On Thursday, the Department of Justice filed a second "writ of mandamus" petition— an uncommonly used legal maneuver—and application for stay with the high court.
Department of Justice attorneys described the "impending harm" to the defendants as follows:
"Absent relief from this Court, the government imminently will be forced to participate in a 50-day trial that would violate bedrock requirements for agency decisionmaking and judicial review imposed by the [Administrative Procedure Act] and the separation of powers."
Juliana v. United States, originally filed in 2015 against the Obama administration, targets the government for creating policies that encouraged climate change, and for violating the country's youngest citizens their constitutional rights to life, liberty and property, as well as failing to protect essential public trust resources. The Trump administration inherited the case and both administrations have tried to throw out it out.
"We are 6 business days from a trial we have been preparing for for three years," Vic Barrett, a 19-year-old plaintiff from White Plains, New York, said in a press release in response to the government's petition. "The lengths my own government is going to to get this case thrown out and avoid trial is absurd and offensive."
A federal judge on Monday issued another ruling that preserved the trial's start date on Oct. 29, unless the Supreme Court or the San Francisco-based Ninth Circuit intervenes.
In the 62-page opinion, U.S. District Judge Ann Aiken largely rejected the government's arguments to stop the case but granted a motion to dismiss President Donald Trump as a defendant.

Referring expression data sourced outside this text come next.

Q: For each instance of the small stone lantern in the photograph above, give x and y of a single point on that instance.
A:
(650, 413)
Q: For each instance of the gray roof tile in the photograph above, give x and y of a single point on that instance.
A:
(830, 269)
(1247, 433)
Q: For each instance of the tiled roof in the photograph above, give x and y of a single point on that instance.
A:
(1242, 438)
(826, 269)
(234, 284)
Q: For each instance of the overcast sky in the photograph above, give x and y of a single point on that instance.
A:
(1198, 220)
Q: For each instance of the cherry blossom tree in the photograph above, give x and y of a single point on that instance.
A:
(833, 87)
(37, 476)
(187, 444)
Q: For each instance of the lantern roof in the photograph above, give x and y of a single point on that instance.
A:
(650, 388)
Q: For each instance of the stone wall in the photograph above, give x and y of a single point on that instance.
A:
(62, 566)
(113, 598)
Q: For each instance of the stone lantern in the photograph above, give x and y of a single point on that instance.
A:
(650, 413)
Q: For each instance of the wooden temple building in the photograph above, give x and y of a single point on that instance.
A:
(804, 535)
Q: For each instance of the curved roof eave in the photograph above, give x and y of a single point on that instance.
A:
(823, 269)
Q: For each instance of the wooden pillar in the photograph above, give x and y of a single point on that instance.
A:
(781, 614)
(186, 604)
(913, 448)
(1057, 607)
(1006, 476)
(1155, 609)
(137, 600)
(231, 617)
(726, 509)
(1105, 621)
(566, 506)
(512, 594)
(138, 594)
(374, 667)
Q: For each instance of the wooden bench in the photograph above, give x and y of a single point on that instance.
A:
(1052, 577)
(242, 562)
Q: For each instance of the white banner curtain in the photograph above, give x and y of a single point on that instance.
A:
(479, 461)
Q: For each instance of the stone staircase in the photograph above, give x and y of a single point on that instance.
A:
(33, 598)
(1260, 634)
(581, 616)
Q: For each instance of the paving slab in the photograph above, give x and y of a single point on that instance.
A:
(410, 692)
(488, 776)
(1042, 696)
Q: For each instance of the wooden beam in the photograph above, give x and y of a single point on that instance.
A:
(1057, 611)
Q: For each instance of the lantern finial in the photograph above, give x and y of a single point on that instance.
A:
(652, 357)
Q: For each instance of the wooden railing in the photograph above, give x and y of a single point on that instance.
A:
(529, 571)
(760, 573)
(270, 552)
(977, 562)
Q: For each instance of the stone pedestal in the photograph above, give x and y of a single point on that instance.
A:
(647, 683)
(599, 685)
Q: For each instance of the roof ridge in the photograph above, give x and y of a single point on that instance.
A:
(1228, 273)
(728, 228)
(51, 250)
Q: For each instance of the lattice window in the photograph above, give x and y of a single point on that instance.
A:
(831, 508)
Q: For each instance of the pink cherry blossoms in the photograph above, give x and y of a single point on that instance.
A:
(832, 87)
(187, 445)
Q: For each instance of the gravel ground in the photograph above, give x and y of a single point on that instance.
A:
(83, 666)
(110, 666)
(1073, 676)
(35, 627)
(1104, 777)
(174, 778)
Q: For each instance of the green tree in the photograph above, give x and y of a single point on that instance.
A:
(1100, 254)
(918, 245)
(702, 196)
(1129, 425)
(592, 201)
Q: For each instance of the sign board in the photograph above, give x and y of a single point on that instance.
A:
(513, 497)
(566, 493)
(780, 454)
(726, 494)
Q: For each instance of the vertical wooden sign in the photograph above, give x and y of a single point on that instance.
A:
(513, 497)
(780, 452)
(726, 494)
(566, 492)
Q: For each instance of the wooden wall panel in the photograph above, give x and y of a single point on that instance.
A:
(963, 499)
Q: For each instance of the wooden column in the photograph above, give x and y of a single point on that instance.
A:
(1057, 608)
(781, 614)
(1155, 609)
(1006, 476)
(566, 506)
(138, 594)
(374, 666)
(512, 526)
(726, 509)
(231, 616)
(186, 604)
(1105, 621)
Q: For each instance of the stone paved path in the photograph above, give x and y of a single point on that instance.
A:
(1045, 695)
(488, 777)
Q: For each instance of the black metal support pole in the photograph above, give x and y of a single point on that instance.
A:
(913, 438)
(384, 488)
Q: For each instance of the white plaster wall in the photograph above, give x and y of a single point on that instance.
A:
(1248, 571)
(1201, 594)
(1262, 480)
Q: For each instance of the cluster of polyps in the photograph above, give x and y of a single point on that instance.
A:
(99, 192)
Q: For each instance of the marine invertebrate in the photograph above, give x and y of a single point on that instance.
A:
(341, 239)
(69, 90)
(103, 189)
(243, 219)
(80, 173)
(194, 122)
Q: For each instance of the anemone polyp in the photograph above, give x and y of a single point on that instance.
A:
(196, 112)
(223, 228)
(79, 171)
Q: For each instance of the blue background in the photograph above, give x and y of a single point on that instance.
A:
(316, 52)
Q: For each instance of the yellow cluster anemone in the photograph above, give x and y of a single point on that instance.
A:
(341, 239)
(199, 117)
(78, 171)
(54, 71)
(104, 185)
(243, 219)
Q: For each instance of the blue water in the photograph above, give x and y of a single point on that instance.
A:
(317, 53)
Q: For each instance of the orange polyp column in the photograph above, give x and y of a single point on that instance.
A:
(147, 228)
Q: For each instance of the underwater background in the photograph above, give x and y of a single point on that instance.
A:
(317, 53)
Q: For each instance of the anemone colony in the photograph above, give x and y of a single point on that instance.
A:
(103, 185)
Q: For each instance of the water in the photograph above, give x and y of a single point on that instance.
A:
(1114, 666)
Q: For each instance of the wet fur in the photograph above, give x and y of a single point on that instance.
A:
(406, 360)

On Friday, government attorneys filed a third writ of mandamus petition to the Ninth Circuit Court of Appeals to stay district court proceedings. The Ninth Circuit has not yet issued a decision on those filings, according to Our Children's Trust, the non-profit group supporting the youth plaintiffs. Judges with the Ninth Circuit denied the first two petitions, saying the petitions were not justified.
"If the United States Supreme Court allows the federal branch of government to act in this manner, stops this case and denies us our right as young people to be heard in a court of law, the institutional legitimacy of this highest court will be harmed," Aji Piper, an 18-year-old plaintiff from Seattle, added in the press release. "At this moment in our country's history when we are so divided, it is more important than ever that the judicial branch of our government maintains the trust and respect of the American public. There is nothing great about a country that abandons its children and future generations."